Like Slayer, Cannibal Corpse have, strangely enough, come to be regarded as harmless—even wholesome—fun, an avatar of a middle-aged brand of metal that Rolling Stone went so far as to anoint as today’s classic rock. At the end of the day, perhaps the most shocking thing about Cannibal Corpse is how smoothly the band settled into their role as a household name that we now take for granted. Not long after Cannibal Corpse formed in Buffalo, New York, the local media took to championing the band as a homegrown underdog to root for—a truly shocking twist in a history that’s chronicled in gloriously rich detail on the three-hour documentary DVD Centuries of Torment which, along with the new album, you can stream in full on the Metal Blade Records YouTube channel.
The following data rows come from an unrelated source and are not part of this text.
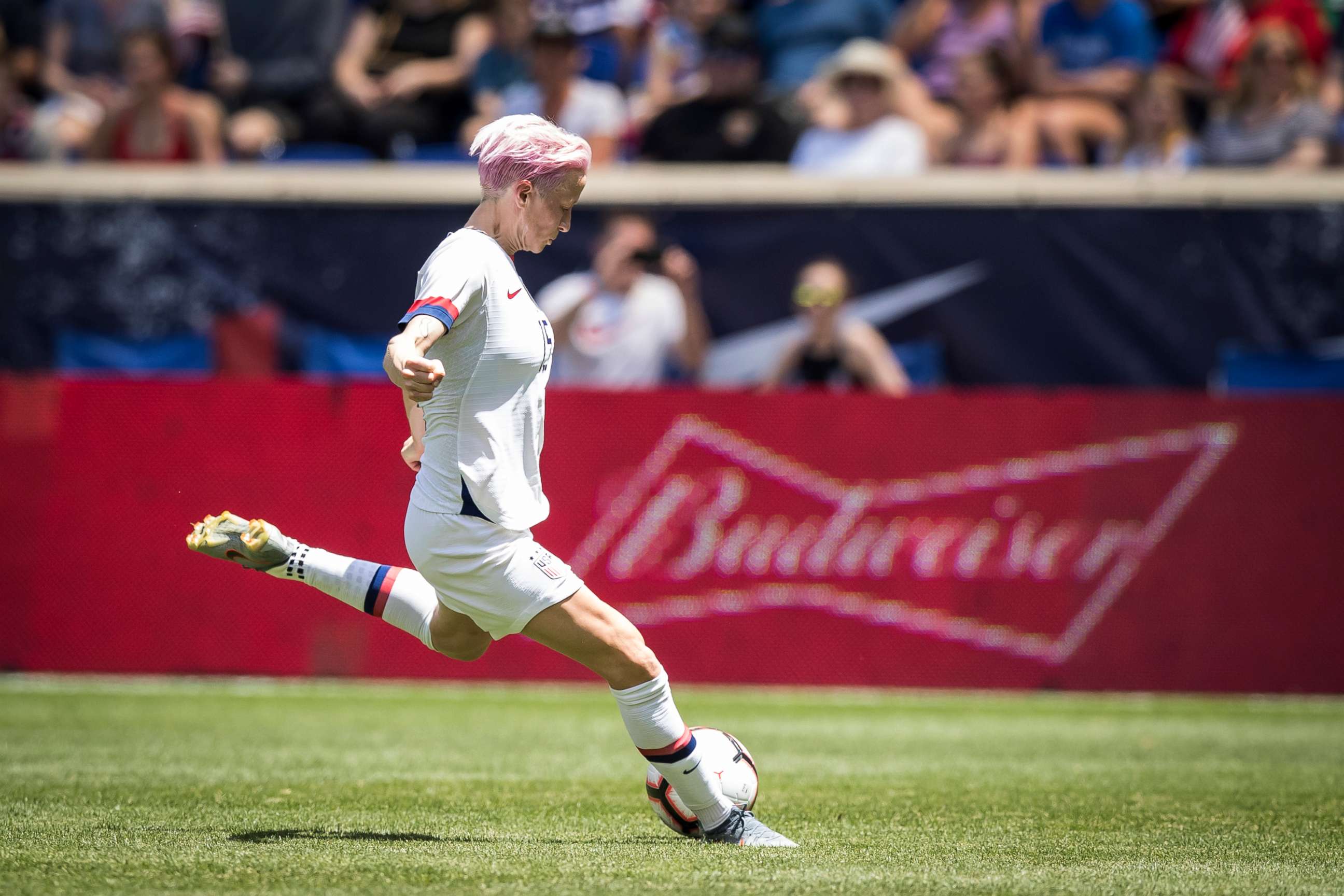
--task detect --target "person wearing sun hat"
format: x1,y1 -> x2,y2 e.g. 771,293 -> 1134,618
789,38 -> 929,176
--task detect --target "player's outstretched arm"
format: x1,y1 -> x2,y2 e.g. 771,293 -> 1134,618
383,314 -> 447,402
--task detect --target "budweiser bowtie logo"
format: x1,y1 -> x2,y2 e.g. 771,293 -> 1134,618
572,415 -> 1237,662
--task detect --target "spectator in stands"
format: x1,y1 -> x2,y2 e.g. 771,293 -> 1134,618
1164,0 -> 1329,98
0,0 -> 41,97
1203,21 -> 1335,171
755,0 -> 894,94
638,0 -> 731,121
762,258 -> 910,395
942,50 -> 1040,168
332,0 -> 491,157
532,0 -> 649,86
0,57 -> 36,161
538,212 -> 708,388
489,19 -> 626,165
34,0 -> 168,155
1033,0 -> 1155,165
642,13 -> 799,162
891,0 -> 1020,101
790,39 -> 929,176
1119,70 -> 1199,171
89,31 -> 225,162
209,0 -> 349,157
472,0 -> 532,97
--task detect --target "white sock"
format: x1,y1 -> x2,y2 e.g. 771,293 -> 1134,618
266,544 -> 438,650
611,673 -> 733,829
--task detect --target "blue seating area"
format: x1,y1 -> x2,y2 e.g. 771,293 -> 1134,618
1221,346 -> 1344,392
298,327 -> 387,379
891,340 -> 945,389
57,330 -> 214,376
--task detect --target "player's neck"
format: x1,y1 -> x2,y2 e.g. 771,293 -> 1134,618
466,199 -> 517,257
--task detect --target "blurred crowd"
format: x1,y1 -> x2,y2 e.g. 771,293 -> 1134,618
0,0 -> 1344,167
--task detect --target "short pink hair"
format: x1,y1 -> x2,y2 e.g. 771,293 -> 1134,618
472,116 -> 593,196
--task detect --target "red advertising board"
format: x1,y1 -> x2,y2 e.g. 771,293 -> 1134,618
0,379 -> 1344,692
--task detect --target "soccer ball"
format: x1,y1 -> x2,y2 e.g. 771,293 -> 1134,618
644,727 -> 761,837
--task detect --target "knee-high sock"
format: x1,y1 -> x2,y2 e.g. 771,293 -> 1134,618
611,673 -> 733,829
268,544 -> 438,650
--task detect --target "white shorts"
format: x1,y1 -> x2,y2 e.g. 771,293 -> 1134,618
406,504 -> 583,641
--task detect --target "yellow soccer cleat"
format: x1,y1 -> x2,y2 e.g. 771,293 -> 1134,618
187,510 -> 298,571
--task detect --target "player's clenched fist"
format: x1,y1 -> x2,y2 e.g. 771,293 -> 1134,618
400,357 -> 443,402
402,435 -> 425,473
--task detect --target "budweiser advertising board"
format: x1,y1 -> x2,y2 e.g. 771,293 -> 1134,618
4,383 -> 1344,691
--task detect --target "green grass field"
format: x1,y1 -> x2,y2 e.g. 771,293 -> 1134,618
0,677 -> 1344,896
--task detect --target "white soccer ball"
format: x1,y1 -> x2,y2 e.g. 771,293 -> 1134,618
644,727 -> 761,837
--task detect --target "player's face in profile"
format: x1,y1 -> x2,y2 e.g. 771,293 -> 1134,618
523,171 -> 587,253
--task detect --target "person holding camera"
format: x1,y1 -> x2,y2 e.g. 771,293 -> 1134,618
538,212 -> 708,388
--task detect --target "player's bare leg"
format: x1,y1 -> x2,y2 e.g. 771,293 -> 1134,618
187,510 -> 491,660
523,587 -> 797,846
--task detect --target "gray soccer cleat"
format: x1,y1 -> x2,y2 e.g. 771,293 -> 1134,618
187,510 -> 298,571
702,806 -> 797,848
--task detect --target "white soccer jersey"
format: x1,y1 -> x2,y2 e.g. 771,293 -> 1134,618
400,228 -> 555,530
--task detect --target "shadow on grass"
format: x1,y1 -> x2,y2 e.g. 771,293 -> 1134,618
229,828 -> 676,845
229,828 -> 442,844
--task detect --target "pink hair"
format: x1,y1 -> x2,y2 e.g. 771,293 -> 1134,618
472,116 -> 593,196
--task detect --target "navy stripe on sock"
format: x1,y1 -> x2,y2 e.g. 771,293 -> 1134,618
644,735 -> 695,762
364,564 -> 393,615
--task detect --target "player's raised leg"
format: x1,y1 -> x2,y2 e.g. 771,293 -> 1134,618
187,510 -> 491,660
523,587 -> 797,846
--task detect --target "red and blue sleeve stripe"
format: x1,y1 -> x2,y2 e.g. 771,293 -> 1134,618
398,296 -> 458,329
638,728 -> 695,762
364,564 -> 402,619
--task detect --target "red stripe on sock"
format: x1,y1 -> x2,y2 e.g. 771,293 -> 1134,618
637,731 -> 691,757
374,567 -> 402,619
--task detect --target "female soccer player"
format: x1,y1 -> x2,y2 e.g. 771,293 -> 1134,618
187,116 -> 797,846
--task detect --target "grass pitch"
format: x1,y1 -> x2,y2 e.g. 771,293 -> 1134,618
0,677 -> 1344,896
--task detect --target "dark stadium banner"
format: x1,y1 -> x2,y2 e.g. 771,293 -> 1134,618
0,197 -> 1344,387
0,379 -> 1344,692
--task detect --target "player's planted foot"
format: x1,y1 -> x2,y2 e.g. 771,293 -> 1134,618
704,806 -> 797,846
187,510 -> 298,571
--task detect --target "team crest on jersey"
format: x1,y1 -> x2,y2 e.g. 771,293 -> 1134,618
531,551 -> 565,580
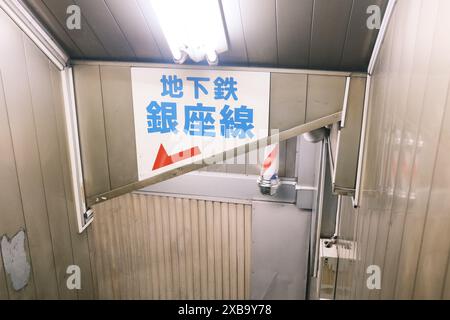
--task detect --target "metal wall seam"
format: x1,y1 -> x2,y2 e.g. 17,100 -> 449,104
367,0 -> 397,75
0,0 -> 69,71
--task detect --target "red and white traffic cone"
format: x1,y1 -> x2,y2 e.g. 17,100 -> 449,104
258,144 -> 280,196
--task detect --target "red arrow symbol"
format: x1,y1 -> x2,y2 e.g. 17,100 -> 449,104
153,144 -> 201,171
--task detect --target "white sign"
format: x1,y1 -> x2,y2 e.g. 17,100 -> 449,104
131,68 -> 270,180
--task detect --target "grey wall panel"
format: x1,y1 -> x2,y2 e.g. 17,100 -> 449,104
106,0 -> 162,61
251,202 -> 311,300
0,70 -> 35,299
0,11 -> 58,299
270,73 -> 308,132
240,0 -> 278,65
74,66 -> 111,197
306,75 -> 345,122
0,11 -> 94,299
43,0 -> 110,57
50,64 -> 95,300
309,0 -> 353,69
100,66 -> 138,188
220,0 -> 248,65
24,38 -> 76,299
74,0 -> 135,59
338,0 -> 450,299
276,0 -> 314,67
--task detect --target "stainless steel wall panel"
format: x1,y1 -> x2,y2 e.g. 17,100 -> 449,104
74,63 -> 350,202
306,75 -> 345,122
269,73 -> 308,132
251,202 -> 311,300
309,0 -> 354,70
100,66 -> 138,188
74,66 -> 111,197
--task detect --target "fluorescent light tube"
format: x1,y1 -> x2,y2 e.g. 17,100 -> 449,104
150,0 -> 228,65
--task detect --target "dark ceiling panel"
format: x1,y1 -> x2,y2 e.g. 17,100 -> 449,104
137,0 -> 173,61
106,0 -> 163,61
240,0 -> 278,65
23,0 -> 388,72
24,0 -> 83,58
75,0 -> 135,59
220,0 -> 248,65
44,0 -> 110,58
309,0 -> 358,69
277,0 -> 314,68
340,0 -> 388,71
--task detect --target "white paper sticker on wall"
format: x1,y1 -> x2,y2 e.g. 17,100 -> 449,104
131,68 -> 270,181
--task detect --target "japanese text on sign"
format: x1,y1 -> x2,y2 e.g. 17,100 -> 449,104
147,75 -> 255,139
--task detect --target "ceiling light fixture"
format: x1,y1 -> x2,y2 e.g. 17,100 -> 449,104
150,0 -> 228,65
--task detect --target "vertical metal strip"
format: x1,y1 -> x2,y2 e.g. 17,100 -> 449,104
61,68 -> 93,233
352,75 -> 371,208
313,140 -> 327,278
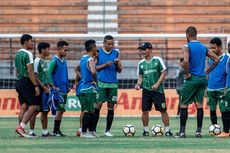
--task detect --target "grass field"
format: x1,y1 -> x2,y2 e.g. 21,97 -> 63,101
0,117 -> 230,153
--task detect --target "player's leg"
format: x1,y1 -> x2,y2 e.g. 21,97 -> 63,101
207,91 -> 218,124
53,95 -> 67,137
93,87 -> 107,132
141,89 -> 153,136
216,88 -> 230,138
105,88 -> 117,136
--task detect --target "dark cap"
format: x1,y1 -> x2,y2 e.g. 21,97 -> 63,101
138,42 -> 153,50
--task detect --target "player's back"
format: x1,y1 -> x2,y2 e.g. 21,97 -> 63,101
188,40 -> 208,76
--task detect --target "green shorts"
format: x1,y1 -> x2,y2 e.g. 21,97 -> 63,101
180,75 -> 207,105
78,93 -> 97,112
219,88 -> 230,112
97,87 -> 117,104
57,94 -> 67,112
207,89 -> 224,111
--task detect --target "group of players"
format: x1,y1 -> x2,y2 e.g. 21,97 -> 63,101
15,26 -> 230,138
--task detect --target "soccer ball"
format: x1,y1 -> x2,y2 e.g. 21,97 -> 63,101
151,125 -> 164,137
209,124 -> 221,136
123,124 -> 136,137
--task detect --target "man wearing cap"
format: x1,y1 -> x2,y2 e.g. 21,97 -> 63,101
135,42 -> 173,136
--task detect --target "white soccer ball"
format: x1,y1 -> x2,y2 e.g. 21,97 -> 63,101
151,125 -> 164,137
123,124 -> 136,137
209,124 -> 221,136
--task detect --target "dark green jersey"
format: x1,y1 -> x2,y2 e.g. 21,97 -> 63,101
14,49 -> 33,79
137,56 -> 166,93
34,57 -> 50,84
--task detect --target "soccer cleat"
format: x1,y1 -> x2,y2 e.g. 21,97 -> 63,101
142,130 -> 149,137
175,132 -> 186,138
42,132 -> 53,137
165,130 -> 173,137
104,131 -> 113,137
215,132 -> 229,138
53,130 -> 66,137
76,130 -> 81,137
195,132 -> 202,138
80,132 -> 96,138
30,133 -> 37,137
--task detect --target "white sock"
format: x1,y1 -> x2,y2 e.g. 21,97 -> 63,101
20,122 -> 26,129
144,126 -> 149,132
42,129 -> 49,135
30,129 -> 34,134
165,126 -> 170,132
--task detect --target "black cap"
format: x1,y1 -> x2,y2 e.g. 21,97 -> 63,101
138,42 -> 153,50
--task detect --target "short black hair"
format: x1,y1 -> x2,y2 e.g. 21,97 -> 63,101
38,42 -> 50,54
20,34 -> 33,45
209,37 -> 222,47
186,26 -> 197,37
85,39 -> 96,52
57,40 -> 69,47
104,35 -> 114,42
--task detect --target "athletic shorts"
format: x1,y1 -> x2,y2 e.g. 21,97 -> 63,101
15,77 -> 40,106
207,90 -> 224,111
57,94 -> 67,112
219,88 -> 230,112
97,87 -> 117,104
142,89 -> 167,112
180,75 -> 207,105
78,93 -> 97,112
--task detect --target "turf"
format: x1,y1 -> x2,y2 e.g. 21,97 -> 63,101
0,117 -> 230,153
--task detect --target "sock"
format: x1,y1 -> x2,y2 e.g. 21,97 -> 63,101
105,110 -> 114,132
210,110 -> 217,124
93,108 -> 100,132
165,126 -> 170,132
20,122 -> 26,129
42,129 -> 49,135
180,108 -> 188,133
30,129 -> 34,134
82,112 -> 91,133
144,126 -> 149,132
196,108 -> 204,132
54,120 -> 61,131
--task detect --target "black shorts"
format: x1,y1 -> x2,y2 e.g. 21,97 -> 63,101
15,78 -> 40,106
142,89 -> 167,112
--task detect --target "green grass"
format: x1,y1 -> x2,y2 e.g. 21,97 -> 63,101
0,117 -> 230,153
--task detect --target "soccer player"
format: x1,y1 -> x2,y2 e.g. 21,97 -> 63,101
176,58 -> 184,117
135,42 -> 173,136
94,35 -> 122,137
207,37 -> 228,124
15,34 -> 40,137
77,39 -> 97,138
48,40 -> 70,137
216,54 -> 230,138
177,26 -> 219,138
34,42 -> 51,137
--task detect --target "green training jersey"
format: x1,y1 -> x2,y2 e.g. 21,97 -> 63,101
14,49 -> 33,80
34,57 -> 50,85
137,56 -> 166,93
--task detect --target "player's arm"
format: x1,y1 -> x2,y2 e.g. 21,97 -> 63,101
206,50 -> 220,74
183,45 -> 191,79
26,63 -> 40,96
89,59 -> 97,84
152,69 -> 166,91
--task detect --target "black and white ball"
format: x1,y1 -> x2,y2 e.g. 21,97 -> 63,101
151,125 -> 164,137
209,124 -> 221,136
123,124 -> 136,137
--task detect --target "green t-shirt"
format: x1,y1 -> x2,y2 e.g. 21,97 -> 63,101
14,49 -> 33,80
137,56 -> 166,93
34,57 -> 50,84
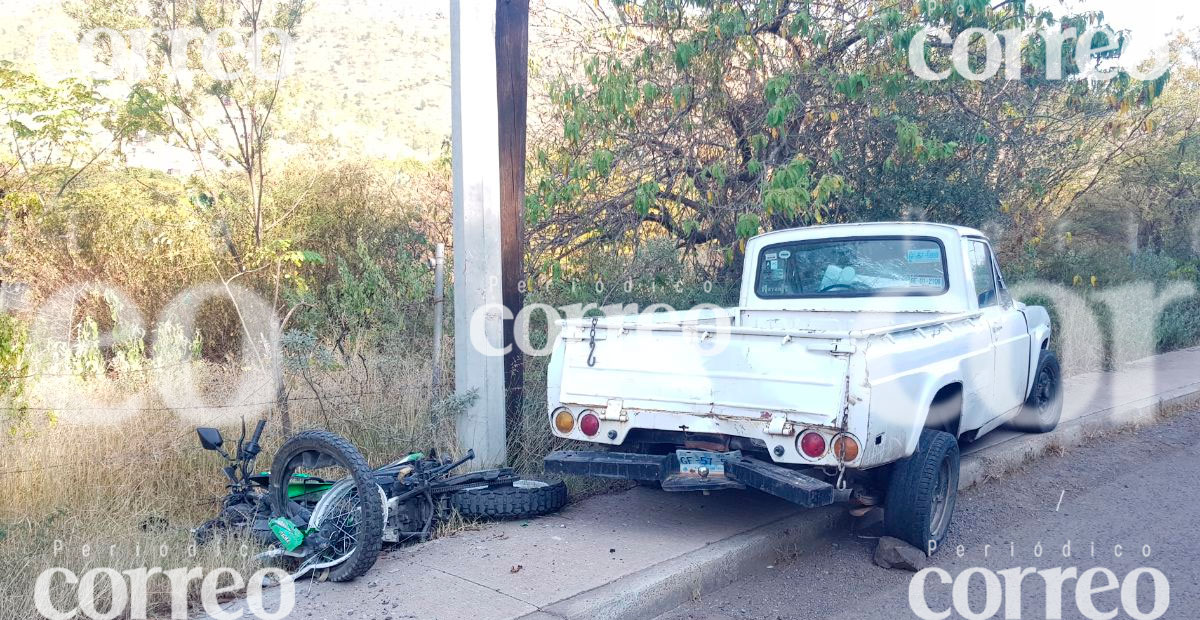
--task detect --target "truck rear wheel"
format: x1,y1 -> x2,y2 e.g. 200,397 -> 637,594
1008,350 -> 1062,433
883,428 -> 959,555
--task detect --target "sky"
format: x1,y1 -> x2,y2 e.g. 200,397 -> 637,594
1065,0 -> 1200,58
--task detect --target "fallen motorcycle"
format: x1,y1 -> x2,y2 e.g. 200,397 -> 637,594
196,421 -> 386,582
373,450 -> 566,542
194,421 -> 566,582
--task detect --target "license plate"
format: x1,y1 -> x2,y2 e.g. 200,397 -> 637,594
676,450 -> 725,476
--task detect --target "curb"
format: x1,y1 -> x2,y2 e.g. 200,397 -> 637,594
521,383 -> 1200,620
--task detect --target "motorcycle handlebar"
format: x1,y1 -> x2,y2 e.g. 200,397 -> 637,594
250,420 -> 266,446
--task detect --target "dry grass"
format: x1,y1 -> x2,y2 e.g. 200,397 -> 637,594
0,342 -> 466,620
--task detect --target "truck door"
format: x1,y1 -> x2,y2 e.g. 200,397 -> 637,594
967,239 -> 1030,416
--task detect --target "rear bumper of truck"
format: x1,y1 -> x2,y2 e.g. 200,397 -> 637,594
545,450 -> 850,508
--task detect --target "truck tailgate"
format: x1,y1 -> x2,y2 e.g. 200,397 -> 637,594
551,324 -> 848,425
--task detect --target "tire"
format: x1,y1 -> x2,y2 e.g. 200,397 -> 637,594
450,478 -> 566,519
269,431 -> 384,582
883,428 -> 959,555
1008,350 -> 1062,433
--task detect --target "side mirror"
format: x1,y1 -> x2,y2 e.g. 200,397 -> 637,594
196,427 -> 224,450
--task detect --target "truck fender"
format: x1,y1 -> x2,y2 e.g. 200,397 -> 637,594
1021,306 -> 1052,397
904,362 -> 965,457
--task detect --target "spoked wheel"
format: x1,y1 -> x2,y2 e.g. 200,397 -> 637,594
270,431 -> 386,582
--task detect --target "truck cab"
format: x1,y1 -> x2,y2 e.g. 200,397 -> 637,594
546,222 -> 1061,551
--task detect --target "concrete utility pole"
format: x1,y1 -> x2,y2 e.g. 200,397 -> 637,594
450,0 -> 506,466
496,0 -> 529,428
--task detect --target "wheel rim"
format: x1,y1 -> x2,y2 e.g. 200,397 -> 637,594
1037,368 -> 1055,419
929,459 -> 950,540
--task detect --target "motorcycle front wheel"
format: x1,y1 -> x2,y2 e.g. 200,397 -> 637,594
269,431 -> 386,582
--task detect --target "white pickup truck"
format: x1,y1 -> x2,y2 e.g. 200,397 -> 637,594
546,222 -> 1062,553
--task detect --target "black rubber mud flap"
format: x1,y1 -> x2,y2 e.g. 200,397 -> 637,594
725,457 -> 834,508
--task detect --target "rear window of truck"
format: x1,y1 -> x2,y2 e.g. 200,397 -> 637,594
755,236 -> 948,299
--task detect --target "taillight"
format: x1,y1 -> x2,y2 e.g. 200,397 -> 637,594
554,407 -> 575,435
833,435 -> 858,463
580,410 -> 600,437
797,431 -> 824,458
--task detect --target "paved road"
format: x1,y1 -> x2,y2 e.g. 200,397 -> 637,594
659,411 -> 1200,620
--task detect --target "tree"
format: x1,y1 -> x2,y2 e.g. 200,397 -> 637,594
528,0 -> 1165,275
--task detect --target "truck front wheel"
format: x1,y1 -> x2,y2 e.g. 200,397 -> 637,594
883,428 -> 959,555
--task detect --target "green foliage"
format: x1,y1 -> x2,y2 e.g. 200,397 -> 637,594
0,313 -> 30,432
528,0 -> 1165,275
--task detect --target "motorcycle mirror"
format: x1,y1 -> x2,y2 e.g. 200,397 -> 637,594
196,427 -> 224,450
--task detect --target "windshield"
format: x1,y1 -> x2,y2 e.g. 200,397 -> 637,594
755,237 -> 946,299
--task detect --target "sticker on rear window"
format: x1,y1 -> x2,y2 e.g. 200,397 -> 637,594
905,247 -> 942,263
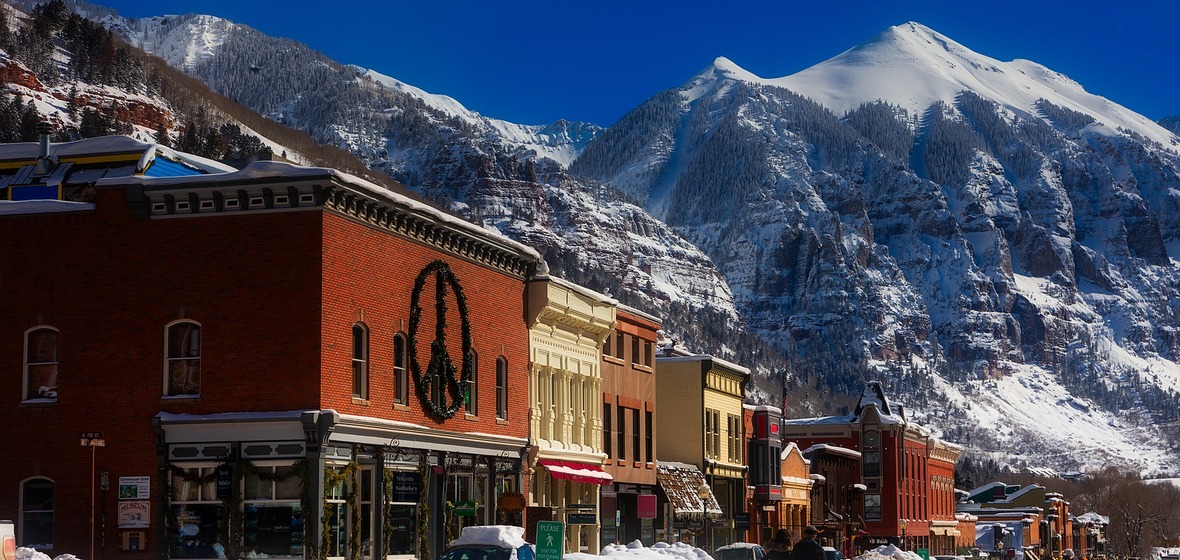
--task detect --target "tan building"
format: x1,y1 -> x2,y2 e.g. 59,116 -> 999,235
602,305 -> 660,545
526,271 -> 616,554
656,350 -> 749,552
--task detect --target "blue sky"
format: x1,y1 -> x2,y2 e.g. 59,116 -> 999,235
103,0 -> 1180,126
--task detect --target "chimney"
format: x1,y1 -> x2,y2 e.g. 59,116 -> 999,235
34,120 -> 57,174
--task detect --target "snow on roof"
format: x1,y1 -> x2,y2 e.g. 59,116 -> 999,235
108,157 -> 542,261
802,443 -> 860,459
0,200 -> 94,216
853,545 -> 922,560
656,354 -> 749,375
450,525 -> 527,548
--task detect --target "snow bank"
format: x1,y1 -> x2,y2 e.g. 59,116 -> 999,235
585,540 -> 713,560
451,525 -> 526,549
853,545 -> 922,560
17,547 -> 78,560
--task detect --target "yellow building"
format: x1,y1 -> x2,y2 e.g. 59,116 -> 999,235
656,353 -> 749,551
527,274 -> 616,554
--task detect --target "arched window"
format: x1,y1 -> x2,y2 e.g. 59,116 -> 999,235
393,332 -> 409,404
25,327 -> 58,401
164,321 -> 201,396
353,323 -> 368,398
464,350 -> 479,416
496,356 -> 509,420
19,479 -> 53,552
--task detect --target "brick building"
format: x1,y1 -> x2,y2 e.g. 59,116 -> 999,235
782,382 -> 962,554
0,137 -> 540,559
602,305 -> 660,545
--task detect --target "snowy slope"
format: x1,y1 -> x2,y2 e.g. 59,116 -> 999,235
352,66 -> 601,166
110,14 -> 238,68
745,21 -> 1180,151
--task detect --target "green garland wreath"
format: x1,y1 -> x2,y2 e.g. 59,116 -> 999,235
316,461 -> 361,560
406,261 -> 473,420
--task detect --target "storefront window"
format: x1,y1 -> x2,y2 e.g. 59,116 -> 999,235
242,466 -> 303,558
170,466 -> 225,558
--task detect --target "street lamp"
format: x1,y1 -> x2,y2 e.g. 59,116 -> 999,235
696,480 -> 713,554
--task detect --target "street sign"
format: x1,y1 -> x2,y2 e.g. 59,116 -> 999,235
565,512 -> 598,525
536,521 -> 565,560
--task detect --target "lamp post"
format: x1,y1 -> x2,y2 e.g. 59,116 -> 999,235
696,480 -> 712,554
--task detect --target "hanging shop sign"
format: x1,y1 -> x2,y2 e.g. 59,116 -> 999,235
118,500 -> 151,529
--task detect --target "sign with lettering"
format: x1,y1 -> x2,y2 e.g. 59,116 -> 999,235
537,521 -> 565,560
565,513 -> 598,525
119,476 -> 151,500
118,500 -> 151,529
217,465 -> 234,500
393,470 -> 422,503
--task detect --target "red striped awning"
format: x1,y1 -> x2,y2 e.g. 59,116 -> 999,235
538,459 -> 615,485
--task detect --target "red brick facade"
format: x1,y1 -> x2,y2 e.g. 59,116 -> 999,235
0,150 -> 539,559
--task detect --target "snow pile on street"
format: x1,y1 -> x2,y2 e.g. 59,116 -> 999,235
564,540 -> 713,560
451,525 -> 527,549
17,546 -> 78,560
853,545 -> 922,560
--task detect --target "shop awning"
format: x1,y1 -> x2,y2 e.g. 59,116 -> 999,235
538,459 -> 615,485
656,461 -> 721,516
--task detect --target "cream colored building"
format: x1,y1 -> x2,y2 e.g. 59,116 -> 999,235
778,442 -> 815,542
656,355 -> 749,552
527,275 -> 617,554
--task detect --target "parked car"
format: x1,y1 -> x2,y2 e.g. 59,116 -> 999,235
0,520 -> 17,560
438,525 -> 537,560
713,542 -> 766,560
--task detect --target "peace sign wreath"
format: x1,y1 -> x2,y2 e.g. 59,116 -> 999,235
406,261 -> 473,420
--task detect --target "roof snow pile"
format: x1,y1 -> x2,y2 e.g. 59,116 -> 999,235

On top of all the other achievements, few (if any) other bands can say that they’ve worked with the same record label and cover artist for 30-plus years. Both streaks tell us something about Cannibal Corpse’s commitment to consistency. As the saying goes, if it ain’t broke… Lyrical monotony aside, Violence Unimagined turns the page onto an exciting new chapter of a most remarkable career.